Ticket #2229 (assigned defect)

Opened 6 years ago

Last modified 5 years ago

MC viewer doesn't like [binary] files with no line endings [2 bugs here]

Reported by: birdie Owned by:
Priority: major Milestone: Future Releases
Component: mcview Version: master
Keywords: Cc: gotar@…
Blocked By: Blocking:
Branch state: no branch Votes for changeset:

Description (last modified by andrew_b) (diff)

Test case:

$ dd if=/dev/zero of=test bs=128M count=1

  1. Try to open this file when the viewer warp mode is set to "Wrap", it will take too much time (21 seconds here, which is unacceptable).
  1. Try to jump to the end of such a file when the viewer wrap mode is set to "No Wrap", it will take too much time (I have killed MC after 75 seconds).

So, actually we have too problems/bugs here.

Attachments

mc-null_viewer.patch (8.3 KB) - added by gotar 6 years ago.
mc-noEOLviewer.patch (4.6 KB) - added by gotar 6 years ago.
updated move.c part of the patch to master base
mc-null_viewer2.patch (9.4 KB) - added by andrew_b 6 years ago.
Summarized patch with code indentation
mc-no-mcview_update-on-quit.patch (1.9 KB) - added by gotar 6 years ago.
mc-skip_useless_display_updates.patch (12.0 KB) - added by gotar 6 years ago.

Change History

comment:1 follow-ups: ↓ 3 ↓ 4 Changed 6 years ago by angel_il

Test case:

$ dd if=/dev/zero of=test bs=128M count=1

  1. Try to open this file when the viewer warp mode is set to "Warp", it will take too >much time (21 seconds here, which is unacceptable).

it's no mc bug, update your "file" utility
see also
http://www.midnight-commander.org/ticket/1427
http://www.midnight-commander.org/ticket/2185

comment:2 Changed 6 years ago by angel_il

about
"2. Try to jump to the end of such a file when the viewer warp mode is set to "No Warp", it will take too much time (I have killed MC after 75 seconds)."

i dont know how to find '\n' without test each symbols...

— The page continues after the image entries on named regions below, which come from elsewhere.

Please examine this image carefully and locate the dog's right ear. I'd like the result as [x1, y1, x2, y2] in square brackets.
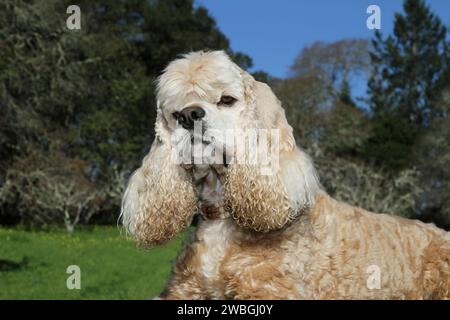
[121, 108, 197, 247]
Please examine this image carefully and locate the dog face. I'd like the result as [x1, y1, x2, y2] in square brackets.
[122, 51, 319, 245]
[157, 51, 249, 138]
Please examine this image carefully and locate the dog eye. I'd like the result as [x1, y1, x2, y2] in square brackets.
[217, 96, 236, 107]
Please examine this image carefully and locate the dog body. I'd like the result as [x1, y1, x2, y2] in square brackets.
[161, 193, 450, 299]
[121, 52, 450, 299]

comment:3 in reply to: ↑ 1 Changed 6 years ago by birdie

Replying to angel_il:

it's no mc bug, update your "file" utility

No, I'm on Fedora 13, 'file' is really new here:

$ time file test
test: data

real    0m0.063s
user    0m0.007s
sys     0m0.003s

So, it seems like the first part of this bug has nothing to do with the 'file' utility. Have you actually tried to reproduce it?

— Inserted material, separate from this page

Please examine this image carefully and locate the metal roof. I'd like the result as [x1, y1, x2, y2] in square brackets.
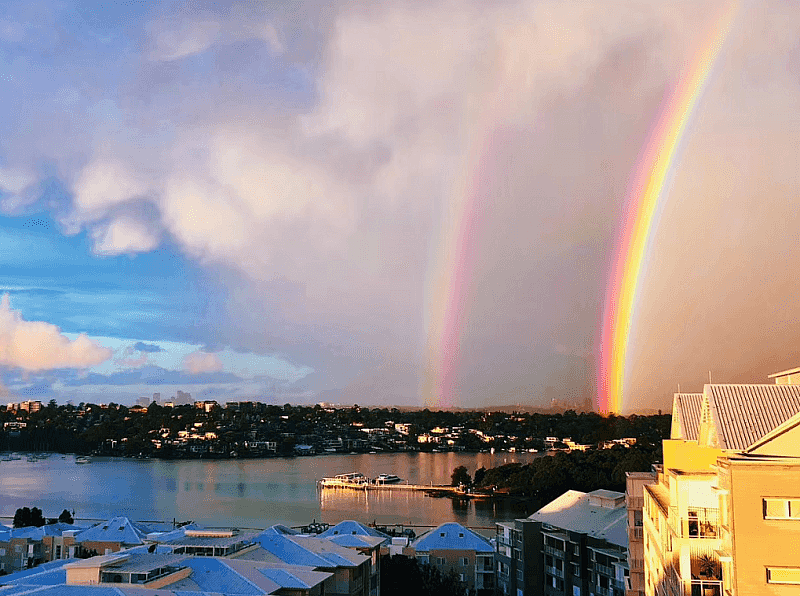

comment:4 in reply to: ↑ 1 ; follow-up: ↓ 5 Changed 6 years ago by andrew_b

  • Description modified (diff)

Replying to angel_il:

it's no mc bug, update your "file" utility

Unfortunately, it's a bug of MC not 'file'.

birdie: s/warp/wrap ? :)

comment:5 in reply to: ↑ 4 Changed 6 years ago by birdie

Replying to andrew_b:

Replying to angel_il:

it's no mc bug, update your "file" utility

Unfortunately, it's a bug of MC not 'file'.

birdie: s/warp/wrap ? :)

Yep, wrap mode :)

comment:6 Changed 6 years ago by birdie

Viewing such a file in "Wrap" mode is a PITA, it seems like MC absolutely hates it :)

comment:7 follow-up: ↓ 8 Changed 6 years ago by birdie

I meant scrolling up and down using PgUp? and PgDown?

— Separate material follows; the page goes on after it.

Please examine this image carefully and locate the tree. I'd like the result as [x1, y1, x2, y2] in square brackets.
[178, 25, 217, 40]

comment:8 in reply to: ↑ 7 Changed 6 years ago by angel_il

Replying to birdie:

I meant scrolling up and down using PgUp? and PgDown?

i think - no way for make faster in this case...

comment:9 Changed 6 years ago by birdie

  • Milestone changed from 4.7 to 4.7.3

comment:10 Changed 6 years ago by angel_il

  • Milestone changed from 4.7.3 to 4.7

sorry but - NO WAY!

comment:11 Changed 6 years ago by birdie

I will be annoying.

I need to view great many binary files and right now MC dies too often to be even remotely usable.

comment:12 follow-up: ↓ 13 Changed 6 years ago by zap

I agree this is a very annoying um... not a bug, rather mis-feature.

One possible solution is to limit the length of a single line to some sane value, say, 4096 characters. I don't think there are documents with more characters per line, and for binary files it doesn't make a difference - you wouldn't expect to see something consistent when vieweing a binary file in text mode.

Unfortunately, to see a file in hex mode you always have to open them first in text mode. This makes it just impossible to view large binary files full of zeros (like disk images). Especially this is annoying on weak devices (e.g. I have mc running on my Nokia N810).

So, while scanning for '\n' the scanner needs just to stop when it counts more than 4096 characters, that's all.

comment:13 in reply to: ↑ 12 Changed 6 years ago by andrew_b

Replying to zap:

So, while scanning for '\n' the scanner needs just to stop when it counts more than 4096 characters, that's all.

And what? How are you going to find the start of the next line if '\n' is located after 4096 chars?

comment:14 Changed 6 years ago by angel_il

maybe need search \n or 4096-th byte?

comment:15 Changed 6 years ago by birdie

  • Summary changed from MC viewer doesn't like some files [2 bugs here] to MC viewer doesn't like [binary] files with no line endings [2 bugs here]

I have updated the summary so that other people could find it easier.

comment:16 follow-up: ↓ 17 Changed 6 years ago by angel_il

birdie: try open file from topic in the 'vi' editor... to feel the difference...

comment:17 in reply to: ↑ 16 ; follow-up: ↓ 18 Changed 6 years ago by birdie

Replying to angel_il:

birdie: try open file from topic in the 'vi' editor... to feel the difference...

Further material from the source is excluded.